Plain Style is a worthy successor to The Elements of Style (a book not nearly as bad as its detractors suggest, though in many ways dated). Lasch values strong verbs, distrusts abstractions and the passive voice, and hates blather and cant. The sentences and passages illustrating his points are wonderfully varied and assume a reader with a lively range of cultural reference: Aaron Burr, Candide, Steve and Cyndy Garvey, Antonio Gramsci, Pauline Kael, Beatrix Potter’s Mr. McGregor, George Orwell, Talcott Parsons, and William Faulkner’s Snopeses all make at least one appearance. Lasch’s guidance is hardly exhaustive: the brief paragraph on the semicolon, for instance, is not likely to cure comma splices.
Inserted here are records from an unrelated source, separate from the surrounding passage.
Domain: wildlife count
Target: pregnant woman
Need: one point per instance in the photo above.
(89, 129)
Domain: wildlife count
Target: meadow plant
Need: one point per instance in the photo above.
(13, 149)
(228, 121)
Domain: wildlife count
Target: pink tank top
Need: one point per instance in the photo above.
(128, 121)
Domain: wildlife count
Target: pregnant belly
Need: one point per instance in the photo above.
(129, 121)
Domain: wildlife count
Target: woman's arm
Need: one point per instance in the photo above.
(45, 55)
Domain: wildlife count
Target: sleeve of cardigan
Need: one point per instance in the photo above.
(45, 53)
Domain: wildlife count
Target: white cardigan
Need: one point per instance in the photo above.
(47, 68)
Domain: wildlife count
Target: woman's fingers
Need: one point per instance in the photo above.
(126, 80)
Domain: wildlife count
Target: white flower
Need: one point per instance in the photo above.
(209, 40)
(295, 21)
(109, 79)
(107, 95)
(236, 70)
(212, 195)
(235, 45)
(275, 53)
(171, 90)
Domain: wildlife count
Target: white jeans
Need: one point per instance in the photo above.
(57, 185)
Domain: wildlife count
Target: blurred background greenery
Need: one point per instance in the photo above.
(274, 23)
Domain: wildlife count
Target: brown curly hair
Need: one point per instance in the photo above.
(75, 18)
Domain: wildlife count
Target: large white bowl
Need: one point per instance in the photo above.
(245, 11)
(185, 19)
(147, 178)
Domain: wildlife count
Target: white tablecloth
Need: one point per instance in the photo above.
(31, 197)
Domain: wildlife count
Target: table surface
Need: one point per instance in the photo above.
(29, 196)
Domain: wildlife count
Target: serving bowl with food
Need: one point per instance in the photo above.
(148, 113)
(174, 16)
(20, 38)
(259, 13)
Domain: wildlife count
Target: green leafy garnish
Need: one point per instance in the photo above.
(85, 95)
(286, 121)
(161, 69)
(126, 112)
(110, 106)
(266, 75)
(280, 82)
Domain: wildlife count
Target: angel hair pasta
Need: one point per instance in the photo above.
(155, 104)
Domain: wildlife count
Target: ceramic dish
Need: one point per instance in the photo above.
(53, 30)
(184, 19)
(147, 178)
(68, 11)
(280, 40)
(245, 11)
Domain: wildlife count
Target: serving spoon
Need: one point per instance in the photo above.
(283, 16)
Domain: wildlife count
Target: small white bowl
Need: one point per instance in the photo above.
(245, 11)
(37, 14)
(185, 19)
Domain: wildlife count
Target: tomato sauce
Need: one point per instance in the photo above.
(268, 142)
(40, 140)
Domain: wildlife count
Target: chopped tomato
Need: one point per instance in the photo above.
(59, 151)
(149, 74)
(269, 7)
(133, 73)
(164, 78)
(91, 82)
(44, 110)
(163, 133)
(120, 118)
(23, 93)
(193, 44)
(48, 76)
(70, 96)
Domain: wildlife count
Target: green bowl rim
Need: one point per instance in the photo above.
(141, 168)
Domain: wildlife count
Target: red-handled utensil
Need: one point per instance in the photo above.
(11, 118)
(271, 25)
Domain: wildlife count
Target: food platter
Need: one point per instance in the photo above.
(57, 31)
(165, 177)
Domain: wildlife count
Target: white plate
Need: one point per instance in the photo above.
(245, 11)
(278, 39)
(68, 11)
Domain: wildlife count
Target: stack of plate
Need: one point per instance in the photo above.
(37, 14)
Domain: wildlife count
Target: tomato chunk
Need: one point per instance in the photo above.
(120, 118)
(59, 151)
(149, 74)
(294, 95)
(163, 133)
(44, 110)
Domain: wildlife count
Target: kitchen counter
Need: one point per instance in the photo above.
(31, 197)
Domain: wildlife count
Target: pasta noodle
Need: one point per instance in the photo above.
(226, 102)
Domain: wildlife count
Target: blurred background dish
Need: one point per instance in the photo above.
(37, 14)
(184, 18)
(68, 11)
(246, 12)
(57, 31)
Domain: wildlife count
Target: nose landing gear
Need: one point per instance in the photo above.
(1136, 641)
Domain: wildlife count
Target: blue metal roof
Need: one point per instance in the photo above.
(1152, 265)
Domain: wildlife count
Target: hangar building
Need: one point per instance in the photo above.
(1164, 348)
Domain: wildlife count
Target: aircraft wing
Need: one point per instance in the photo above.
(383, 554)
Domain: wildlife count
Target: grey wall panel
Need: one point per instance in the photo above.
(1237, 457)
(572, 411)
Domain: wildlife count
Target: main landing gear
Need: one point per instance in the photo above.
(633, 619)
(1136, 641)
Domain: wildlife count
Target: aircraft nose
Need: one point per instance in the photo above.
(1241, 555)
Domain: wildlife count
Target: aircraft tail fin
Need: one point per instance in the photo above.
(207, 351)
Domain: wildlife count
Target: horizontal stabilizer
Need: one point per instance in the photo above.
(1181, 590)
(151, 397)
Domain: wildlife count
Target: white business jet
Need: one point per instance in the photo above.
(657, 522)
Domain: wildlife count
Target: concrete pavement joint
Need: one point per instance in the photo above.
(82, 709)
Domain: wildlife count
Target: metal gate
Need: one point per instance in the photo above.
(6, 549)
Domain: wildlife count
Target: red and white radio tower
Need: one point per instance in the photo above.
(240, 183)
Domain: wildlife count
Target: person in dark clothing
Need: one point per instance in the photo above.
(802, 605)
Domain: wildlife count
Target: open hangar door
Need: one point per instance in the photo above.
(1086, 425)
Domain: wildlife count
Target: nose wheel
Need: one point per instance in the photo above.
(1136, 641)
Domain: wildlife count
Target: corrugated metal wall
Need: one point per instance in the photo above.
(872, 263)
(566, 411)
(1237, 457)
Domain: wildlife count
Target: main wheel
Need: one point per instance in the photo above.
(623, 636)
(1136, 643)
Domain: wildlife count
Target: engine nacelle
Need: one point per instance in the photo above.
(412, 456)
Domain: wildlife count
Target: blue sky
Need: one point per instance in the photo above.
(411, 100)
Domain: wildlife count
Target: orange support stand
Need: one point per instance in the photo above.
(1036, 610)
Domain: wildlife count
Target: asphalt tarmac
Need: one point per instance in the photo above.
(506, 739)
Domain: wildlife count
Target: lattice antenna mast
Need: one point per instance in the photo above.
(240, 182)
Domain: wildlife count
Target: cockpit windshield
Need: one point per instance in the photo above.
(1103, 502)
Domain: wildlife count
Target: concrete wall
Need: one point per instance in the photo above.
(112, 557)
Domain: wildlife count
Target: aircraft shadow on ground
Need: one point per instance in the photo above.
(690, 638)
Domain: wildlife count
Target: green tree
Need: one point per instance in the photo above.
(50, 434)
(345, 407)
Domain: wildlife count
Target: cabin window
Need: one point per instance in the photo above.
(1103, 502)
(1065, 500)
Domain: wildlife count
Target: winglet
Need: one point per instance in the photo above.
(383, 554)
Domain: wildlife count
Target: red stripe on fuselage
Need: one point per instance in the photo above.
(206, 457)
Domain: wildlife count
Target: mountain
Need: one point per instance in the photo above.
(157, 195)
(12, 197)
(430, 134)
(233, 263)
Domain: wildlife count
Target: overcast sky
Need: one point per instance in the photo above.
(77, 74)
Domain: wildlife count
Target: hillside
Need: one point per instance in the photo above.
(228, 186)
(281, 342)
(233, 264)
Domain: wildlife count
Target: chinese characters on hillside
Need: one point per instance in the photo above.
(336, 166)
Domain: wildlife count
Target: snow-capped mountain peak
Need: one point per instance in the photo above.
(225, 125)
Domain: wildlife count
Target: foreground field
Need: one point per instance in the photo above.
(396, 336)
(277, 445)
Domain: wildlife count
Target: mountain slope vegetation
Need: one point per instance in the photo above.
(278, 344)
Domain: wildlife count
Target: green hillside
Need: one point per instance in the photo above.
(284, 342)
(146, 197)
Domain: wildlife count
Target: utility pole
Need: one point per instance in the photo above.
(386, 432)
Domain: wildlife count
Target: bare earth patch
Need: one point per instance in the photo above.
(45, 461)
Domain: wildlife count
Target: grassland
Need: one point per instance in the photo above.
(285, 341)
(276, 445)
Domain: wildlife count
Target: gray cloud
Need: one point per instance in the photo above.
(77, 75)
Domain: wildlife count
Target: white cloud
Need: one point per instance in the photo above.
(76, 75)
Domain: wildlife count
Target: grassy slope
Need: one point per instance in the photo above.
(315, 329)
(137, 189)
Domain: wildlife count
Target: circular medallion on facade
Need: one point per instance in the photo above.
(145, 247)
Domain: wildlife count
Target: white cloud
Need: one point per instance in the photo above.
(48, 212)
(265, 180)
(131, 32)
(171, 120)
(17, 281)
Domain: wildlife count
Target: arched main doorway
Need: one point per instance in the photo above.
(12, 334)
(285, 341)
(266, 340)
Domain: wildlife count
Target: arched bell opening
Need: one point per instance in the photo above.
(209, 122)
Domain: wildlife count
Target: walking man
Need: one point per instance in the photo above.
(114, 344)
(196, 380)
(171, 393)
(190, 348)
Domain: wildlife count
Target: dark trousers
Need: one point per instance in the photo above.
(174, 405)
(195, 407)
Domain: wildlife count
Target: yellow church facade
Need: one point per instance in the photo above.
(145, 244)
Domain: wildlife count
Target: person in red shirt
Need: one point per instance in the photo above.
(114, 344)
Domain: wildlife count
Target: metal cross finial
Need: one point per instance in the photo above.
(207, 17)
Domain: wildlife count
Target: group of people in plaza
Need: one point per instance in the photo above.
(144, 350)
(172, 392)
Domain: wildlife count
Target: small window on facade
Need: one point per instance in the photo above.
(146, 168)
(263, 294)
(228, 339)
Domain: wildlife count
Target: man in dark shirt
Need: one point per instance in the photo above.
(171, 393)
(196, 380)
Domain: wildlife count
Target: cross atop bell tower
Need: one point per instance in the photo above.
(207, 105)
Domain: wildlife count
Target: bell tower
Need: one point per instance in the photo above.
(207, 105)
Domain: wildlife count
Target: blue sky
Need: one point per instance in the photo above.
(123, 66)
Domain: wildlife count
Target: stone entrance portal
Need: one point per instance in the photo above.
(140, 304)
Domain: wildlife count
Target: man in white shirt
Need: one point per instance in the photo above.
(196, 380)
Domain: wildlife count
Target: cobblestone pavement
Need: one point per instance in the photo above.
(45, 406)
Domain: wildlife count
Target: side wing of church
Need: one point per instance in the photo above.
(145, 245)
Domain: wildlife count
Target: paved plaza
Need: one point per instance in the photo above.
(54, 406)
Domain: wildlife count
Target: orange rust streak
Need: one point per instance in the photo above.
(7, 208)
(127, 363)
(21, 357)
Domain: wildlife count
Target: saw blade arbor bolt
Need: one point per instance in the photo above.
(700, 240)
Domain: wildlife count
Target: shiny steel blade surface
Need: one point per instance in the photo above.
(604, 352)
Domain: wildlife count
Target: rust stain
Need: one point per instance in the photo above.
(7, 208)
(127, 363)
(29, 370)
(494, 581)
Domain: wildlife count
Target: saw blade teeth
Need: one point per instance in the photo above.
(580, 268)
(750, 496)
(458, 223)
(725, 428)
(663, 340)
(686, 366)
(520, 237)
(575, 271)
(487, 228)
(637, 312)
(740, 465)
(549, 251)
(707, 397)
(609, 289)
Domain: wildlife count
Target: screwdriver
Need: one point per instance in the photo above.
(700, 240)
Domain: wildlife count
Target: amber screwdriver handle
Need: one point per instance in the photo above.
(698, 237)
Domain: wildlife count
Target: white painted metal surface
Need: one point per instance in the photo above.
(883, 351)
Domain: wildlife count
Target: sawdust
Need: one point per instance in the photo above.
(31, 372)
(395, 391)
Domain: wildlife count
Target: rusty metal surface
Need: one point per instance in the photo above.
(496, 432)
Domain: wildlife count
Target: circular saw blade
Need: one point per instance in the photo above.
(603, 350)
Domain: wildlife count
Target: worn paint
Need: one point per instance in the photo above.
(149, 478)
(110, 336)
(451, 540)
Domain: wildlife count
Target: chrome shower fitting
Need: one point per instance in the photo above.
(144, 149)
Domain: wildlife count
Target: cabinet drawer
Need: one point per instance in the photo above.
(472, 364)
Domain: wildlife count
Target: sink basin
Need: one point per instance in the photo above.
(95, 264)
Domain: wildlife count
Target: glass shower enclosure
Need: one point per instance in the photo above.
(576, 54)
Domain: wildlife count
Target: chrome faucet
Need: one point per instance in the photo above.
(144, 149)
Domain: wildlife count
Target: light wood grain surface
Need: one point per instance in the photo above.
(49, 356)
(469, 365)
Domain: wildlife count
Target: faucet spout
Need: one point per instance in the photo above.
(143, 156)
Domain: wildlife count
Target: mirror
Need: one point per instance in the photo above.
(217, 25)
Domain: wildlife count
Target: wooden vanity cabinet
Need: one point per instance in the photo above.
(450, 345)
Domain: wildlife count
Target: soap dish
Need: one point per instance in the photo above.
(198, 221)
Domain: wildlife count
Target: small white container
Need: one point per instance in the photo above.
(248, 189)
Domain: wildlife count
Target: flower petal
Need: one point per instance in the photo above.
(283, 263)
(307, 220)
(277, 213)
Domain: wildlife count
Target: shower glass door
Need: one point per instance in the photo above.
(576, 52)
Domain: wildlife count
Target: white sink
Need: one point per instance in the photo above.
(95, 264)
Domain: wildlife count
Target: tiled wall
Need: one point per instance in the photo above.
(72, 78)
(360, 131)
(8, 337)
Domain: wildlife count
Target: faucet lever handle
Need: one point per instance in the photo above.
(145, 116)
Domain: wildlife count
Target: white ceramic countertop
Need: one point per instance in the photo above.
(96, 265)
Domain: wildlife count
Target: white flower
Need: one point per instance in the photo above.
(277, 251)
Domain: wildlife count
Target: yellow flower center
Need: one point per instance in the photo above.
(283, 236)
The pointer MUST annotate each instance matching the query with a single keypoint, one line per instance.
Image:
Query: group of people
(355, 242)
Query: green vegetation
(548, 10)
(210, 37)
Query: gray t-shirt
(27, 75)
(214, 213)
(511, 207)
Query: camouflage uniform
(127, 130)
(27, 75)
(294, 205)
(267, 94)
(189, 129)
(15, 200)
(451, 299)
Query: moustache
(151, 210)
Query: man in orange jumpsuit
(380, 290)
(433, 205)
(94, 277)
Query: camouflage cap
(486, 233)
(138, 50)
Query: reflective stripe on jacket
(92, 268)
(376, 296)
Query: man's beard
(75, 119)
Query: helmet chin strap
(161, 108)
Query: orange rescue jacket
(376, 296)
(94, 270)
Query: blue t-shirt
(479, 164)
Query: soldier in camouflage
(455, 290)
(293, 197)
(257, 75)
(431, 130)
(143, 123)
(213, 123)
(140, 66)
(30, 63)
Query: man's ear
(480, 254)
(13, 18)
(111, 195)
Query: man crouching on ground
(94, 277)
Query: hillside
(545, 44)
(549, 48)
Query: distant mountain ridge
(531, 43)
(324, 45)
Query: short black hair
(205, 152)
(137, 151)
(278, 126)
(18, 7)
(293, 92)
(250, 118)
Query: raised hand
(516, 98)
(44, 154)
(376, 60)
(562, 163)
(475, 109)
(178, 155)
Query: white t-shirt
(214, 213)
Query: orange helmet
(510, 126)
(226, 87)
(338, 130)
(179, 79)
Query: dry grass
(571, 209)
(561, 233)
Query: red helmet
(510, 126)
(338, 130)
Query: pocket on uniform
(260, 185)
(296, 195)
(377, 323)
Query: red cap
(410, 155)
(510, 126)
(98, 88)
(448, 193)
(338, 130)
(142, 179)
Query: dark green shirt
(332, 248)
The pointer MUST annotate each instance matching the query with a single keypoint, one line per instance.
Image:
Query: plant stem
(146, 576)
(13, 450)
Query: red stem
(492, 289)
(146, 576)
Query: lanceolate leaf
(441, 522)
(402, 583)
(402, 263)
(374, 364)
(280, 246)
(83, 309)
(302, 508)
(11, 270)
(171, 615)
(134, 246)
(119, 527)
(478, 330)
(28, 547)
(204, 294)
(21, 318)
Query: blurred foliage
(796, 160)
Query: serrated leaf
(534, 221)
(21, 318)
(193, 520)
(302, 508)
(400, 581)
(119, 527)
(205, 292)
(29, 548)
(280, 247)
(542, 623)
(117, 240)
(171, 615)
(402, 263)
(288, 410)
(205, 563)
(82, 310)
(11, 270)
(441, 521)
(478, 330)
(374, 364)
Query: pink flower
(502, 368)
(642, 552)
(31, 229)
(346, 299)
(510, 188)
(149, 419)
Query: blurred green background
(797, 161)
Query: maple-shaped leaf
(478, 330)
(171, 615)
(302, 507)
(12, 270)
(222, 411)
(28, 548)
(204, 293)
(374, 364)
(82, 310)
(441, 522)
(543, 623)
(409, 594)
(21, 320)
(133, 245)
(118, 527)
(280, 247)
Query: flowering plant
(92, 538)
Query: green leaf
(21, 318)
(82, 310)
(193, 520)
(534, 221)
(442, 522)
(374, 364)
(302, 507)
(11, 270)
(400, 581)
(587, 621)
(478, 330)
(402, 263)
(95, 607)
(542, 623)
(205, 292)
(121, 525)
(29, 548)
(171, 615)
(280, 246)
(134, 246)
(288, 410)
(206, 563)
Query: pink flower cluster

And complications sometimes grow beyond what’s helpful: the discussion of conventions governing quotation marks might create confusion where none had existed.

Is Plain Style enough? No, but no one book is enough to solve writing problems. The Elements of Style is dated; Michael Harvey’s The Nuts and Bolts of College Writing is not especially helpful on thesis statements; Joseph Williams’s Style: Lessons in Clarity and Grace is at times bewildering (and, always, a typographical horror). Plain Style is beautifully designed and well written, and the soundness of its prose makes a strong case for the soundness of its advice. Lasch of course knew that one book was not enough:
We learn to write well, if we ever do, by reading good prose, paying close attention to our own words, revising relentlessly, and recalling the connections between written and spoken language.
Close attention to one’s words, a healthy (not paralyzing) self-consciousness, is what Plain Style seeks to foster in its reader.

Plain Style includes a lengthy introduction by Stewart Weaver, who places this guide to writing in the context of Lasch’s intellectual development and interest in the political implications of language. Professor Weaver tells me that Plain Style is still given free to the Rochester history department’s incoming graduate students.

comments: 5

Jazzbumpa said...

For more curmudgeonly grumblings I recommend John Gardner's [yup - the "Grendel" guy] "The Art of Fiction." Gore Vidal called him sanctimonious and pedantic, which might be a slight exaggeration.

I found the book to be enlightening and inspiring. And even when he's in "get off my lawn" mode his thoughts are worthy of consideration.


Sean said...

Thanks for this post; "Plain Style" is new to me. I still like Strunk and White, and not just because it's a "classic", but because of the things that make it a classic. On average I tend to favor usage that seems a little bit older, only because on average, it seems to be more expressive and more meaningful.

I remember discussing this with a colleague, who suggested I was too young to be such a grumpy old man. I explained to him that I'm suffering from early-onset grumpiness. :)

Daughter Number Three said...

I will read Plain Style, and pass on to DN3.1 as she begins her college career.

I know I have a tendency to use "interesting" in just this way.

In Minnesota, it is the favored adjective for those times when you dislike or do not understand a new idea, behavior or object.

Michael Leddy said...

Thanks for the recommendation, JzB. I know his On Moral Fiction but not this one.

It’s relatively new to me too, Sean. I wish I could remember how I learned of it.

DN3, may I recommend Michael Harvey’s The Nuts and Bolts of College Writing? It’s a book I use in every class I teach. Each of my children took a copy to college.

Michael Leddy said...

I meant to add: in Illinois, the word different works in the same way. “That’s different.”